Theatre secedes from repetitious, various, fleeting preoccupations—the clouding, secretion of mammon. The Advocate instills a specific humility. To be away from the vain shadow, the character ascends: receives the being and in the context of theatre gives their being: the received gaze and the given gaze. And the given gaze. Being consciously gazes at its constraints—what it is and how it is. The Ascension is the deliberate conscience uplifting the Character of Image. Theatre uplifts existence, plays the moment that is continued and endured: suffering ascended to joy. The Character exists by its Image and their being exists other than itself from being its self. The Advocate is being itself. Together with it the Character of Image is fully alive (together we are—unto Ascension).

Theatre constrains the moment and exalts it through the idea—the good idea (only the good are free). It examines conflict by engulfing being in its constraints: its limits, its weaknesses, its sins. The engulfment is so difficult to endure that the character often meets its tragedy by defining being by the very constraints that shackle them: the advocate is dragged into the shallows; the character presumes it is the ascension. Fully lived, the constraints humble being and by that living humility being detaches from the constraints by the grace of the Ascension—the brief, unending catharsis. 

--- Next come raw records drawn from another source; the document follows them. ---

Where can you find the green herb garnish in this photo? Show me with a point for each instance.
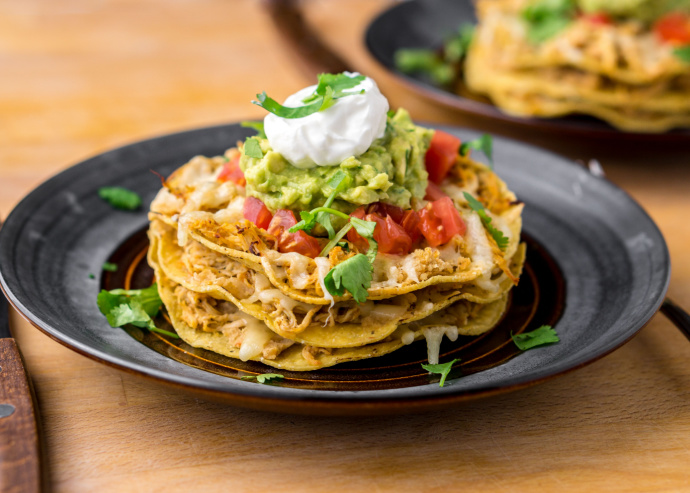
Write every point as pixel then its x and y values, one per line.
pixel 354 274
pixel 264 377
pixel 322 215
pixel 498 236
pixel 442 369
pixel 683 52
pixel 120 198
pixel 330 88
pixel 135 306
pixel 456 47
pixel 425 61
pixel 441 66
pixel 484 144
pixel 538 337
pixel 258 126
pixel 546 18
pixel 252 148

The Character of Image is so racked with constraints that they become the constraints themselves until they embrace the Ascension (thereby involving their being) and instead of serving the constraints, the character endures them in image because the Advocate has been sent by the Ascension, and from their conscience the Character of Image serves what is as is the beyond: to be with the Advocate and the Ascension into their intersection.